“… y me dejo invadir por los recuerdos, los míos y los de otros, y me digo que sin ellos y sin las ruinas de esos recuerdos, sin la memoria, sería más angustioso darse cuenta de que cuanto más crece nuestra memoria, más crece nuestra muerte. Porque el hombre no es más que una máquina de recordar y de olvidar que camina hacia la muerte. Y no digo eso con tristeza porque también es cierto que la memoria, disfrazándose de vida, convierte la muerte en algo sutil y tenue.
Danzan para mí los recuerdos y me adhiero al tejido imprescindible de mi memoria y de mi identidad (…) y me digo que soy alguien porque recuerdo, es decir, soy porque recuerdo, soy aquel a quien la memoria le ha ayudado siempre evitándole caer en una angustia total, le ha ayudado durante años con sus relámpagos y destellos luminosos en los que, como un rayo de sol, danza para mí cada día, encantador y trágio, el polvo trágico del tiempo.”
(C) Enrique Vila-Matas
El mal de Montano

2 respuestas hasta el momento ↓
guiomar // Agosto 30, 2008 a 9:07 pm |
“Aunque se lo quiten todo, el hombre todavía tiene la buena ventura de recordar el rostro de la persona que ama, y esto lo salva”

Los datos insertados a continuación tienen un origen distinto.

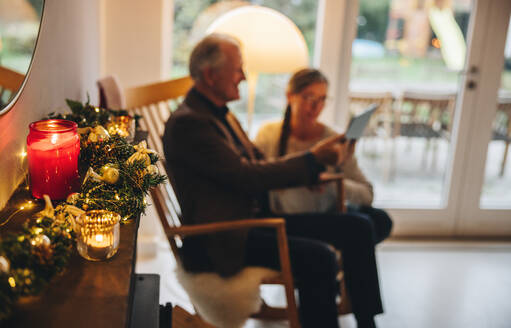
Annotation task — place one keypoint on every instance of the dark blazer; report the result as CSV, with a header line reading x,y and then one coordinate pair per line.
x,y
214,182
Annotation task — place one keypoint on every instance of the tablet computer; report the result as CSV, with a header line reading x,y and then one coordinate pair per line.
x,y
359,122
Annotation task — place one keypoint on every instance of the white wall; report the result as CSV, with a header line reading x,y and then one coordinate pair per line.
x,y
66,65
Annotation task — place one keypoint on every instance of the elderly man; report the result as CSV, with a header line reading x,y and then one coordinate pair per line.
x,y
220,175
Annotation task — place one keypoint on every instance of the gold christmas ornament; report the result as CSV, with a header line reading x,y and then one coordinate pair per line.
x,y
142,154
4,264
48,211
73,198
152,169
123,126
109,175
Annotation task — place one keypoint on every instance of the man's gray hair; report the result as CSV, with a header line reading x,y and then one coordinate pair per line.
x,y
208,53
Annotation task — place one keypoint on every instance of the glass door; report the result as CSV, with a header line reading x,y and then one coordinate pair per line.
x,y
436,81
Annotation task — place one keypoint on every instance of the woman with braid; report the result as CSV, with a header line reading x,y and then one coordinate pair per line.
x,y
300,129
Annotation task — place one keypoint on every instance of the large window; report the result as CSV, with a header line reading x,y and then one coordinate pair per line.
x,y
192,18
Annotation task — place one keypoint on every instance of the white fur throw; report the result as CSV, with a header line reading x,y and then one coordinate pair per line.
x,y
225,302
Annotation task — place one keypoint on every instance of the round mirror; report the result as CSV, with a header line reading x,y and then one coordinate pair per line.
x,y
20,22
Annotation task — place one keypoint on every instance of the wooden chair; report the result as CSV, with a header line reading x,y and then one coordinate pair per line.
x,y
425,115
156,103
381,123
10,82
502,128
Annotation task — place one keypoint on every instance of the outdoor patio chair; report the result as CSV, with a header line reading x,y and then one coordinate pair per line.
x,y
10,82
502,128
380,125
156,102
425,115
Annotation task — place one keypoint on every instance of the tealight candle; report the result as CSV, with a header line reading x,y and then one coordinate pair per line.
x,y
98,234
53,147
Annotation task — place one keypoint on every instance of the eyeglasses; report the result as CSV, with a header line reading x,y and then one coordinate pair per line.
x,y
313,101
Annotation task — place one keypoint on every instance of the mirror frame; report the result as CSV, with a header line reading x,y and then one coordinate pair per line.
x,y
14,99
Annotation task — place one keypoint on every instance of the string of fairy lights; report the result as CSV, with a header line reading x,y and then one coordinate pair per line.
x,y
117,177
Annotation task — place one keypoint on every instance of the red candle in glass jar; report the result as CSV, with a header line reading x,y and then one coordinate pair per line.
x,y
53,147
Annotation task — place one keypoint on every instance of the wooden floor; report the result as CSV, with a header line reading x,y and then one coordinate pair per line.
x,y
424,284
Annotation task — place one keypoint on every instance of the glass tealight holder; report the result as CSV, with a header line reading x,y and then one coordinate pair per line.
x,y
123,125
98,233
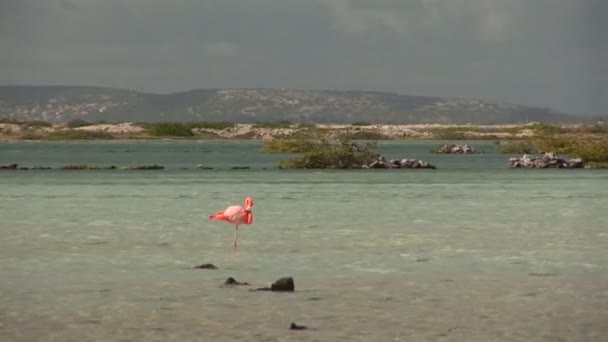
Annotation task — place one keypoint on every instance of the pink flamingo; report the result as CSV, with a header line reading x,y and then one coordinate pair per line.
x,y
236,215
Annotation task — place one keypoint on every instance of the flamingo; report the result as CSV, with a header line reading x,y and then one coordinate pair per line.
x,y
236,215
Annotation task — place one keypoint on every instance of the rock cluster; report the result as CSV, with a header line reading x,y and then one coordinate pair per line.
x,y
455,149
382,163
548,160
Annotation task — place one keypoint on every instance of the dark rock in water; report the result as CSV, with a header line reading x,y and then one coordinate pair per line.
x,y
548,160
9,167
382,163
284,284
545,274
294,326
148,167
232,281
262,289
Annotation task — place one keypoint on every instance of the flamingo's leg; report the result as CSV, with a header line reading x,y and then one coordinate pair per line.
x,y
236,236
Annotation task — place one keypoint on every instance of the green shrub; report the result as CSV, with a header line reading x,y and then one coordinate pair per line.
x,y
341,155
77,134
364,135
220,125
289,146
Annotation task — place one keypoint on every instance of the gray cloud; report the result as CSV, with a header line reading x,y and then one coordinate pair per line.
x,y
543,52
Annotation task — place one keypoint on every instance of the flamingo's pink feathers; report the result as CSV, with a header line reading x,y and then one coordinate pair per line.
x,y
236,214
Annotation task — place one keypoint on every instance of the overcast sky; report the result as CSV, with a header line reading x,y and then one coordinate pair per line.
x,y
549,53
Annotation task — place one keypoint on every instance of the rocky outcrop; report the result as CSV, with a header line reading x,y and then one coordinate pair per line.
x,y
548,160
294,326
454,149
285,284
231,281
9,167
382,163
145,167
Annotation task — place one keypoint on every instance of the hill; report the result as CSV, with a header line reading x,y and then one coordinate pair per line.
x,y
60,104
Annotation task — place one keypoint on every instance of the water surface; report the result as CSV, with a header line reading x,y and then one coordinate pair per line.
x,y
472,251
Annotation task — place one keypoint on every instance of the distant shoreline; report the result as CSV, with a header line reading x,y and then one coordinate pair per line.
x,y
129,131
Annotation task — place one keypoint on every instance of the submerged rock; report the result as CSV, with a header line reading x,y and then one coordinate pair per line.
x,y
382,163
548,160
284,284
232,281
9,167
294,326
206,267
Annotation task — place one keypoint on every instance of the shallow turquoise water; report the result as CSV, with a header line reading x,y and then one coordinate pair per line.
x,y
472,251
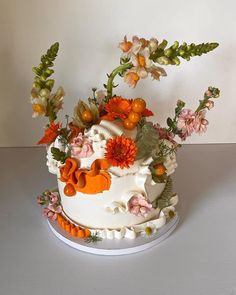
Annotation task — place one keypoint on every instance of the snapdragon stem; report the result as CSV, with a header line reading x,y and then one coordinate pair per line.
x,y
119,70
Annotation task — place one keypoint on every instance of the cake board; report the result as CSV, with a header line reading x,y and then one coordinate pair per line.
x,y
116,247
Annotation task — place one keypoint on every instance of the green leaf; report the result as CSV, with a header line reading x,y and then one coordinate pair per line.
x,y
163,200
58,155
146,140
169,122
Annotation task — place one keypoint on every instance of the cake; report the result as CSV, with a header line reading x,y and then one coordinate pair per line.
x,y
113,164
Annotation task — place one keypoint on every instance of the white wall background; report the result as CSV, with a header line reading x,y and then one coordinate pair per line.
x,y
89,31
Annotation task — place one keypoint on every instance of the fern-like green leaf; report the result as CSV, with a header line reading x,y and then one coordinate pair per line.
x,y
43,71
146,140
172,54
164,199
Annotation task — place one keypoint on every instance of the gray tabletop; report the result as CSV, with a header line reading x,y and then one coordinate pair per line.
x,y
199,258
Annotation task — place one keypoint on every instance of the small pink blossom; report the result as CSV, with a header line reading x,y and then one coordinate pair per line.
x,y
81,147
186,123
201,122
210,104
54,197
164,133
139,206
208,93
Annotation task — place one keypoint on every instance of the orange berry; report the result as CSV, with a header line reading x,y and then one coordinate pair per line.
x,y
80,233
134,117
73,232
68,227
87,116
160,169
128,124
69,190
87,232
138,105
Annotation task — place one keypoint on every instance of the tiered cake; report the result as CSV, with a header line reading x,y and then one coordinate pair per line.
x,y
113,165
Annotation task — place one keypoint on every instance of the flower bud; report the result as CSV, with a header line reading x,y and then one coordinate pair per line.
x,y
153,44
209,104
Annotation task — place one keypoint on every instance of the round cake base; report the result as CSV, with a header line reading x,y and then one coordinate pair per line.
x,y
116,247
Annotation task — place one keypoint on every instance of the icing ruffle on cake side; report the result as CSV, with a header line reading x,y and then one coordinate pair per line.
x,y
128,202
146,228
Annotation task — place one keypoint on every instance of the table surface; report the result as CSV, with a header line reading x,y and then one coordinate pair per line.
x,y
199,258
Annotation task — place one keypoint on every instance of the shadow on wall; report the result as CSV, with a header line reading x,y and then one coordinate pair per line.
x,y
202,171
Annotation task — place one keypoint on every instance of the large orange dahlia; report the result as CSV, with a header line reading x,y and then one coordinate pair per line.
x,y
118,107
121,151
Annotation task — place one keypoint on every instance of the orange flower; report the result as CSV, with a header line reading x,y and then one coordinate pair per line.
x,y
118,107
121,151
50,134
131,78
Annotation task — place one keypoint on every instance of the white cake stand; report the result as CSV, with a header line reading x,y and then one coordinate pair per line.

Párrafo último de Pablo Coelho, comentando una experiencia del psiquiatra Victor Frank.
danzaenelbosque // Agosto 30, 2008 a 10:15 pm |
“El hombre no es más que una caña, la más débil de la naturaleza, pero es una caña pensante. No se precisa que el universo entero se alce en armas para aplastarlo; un vapor, una gota de agua bastan para darle muerte. Mas, aun cuando el universo lo aplastara, sería el hombre más noble que quien lo mata, puesto que sabe que muere y sabe la superioridad que el mundo tiene sobre él. El universo, en tanto, nada sabe.”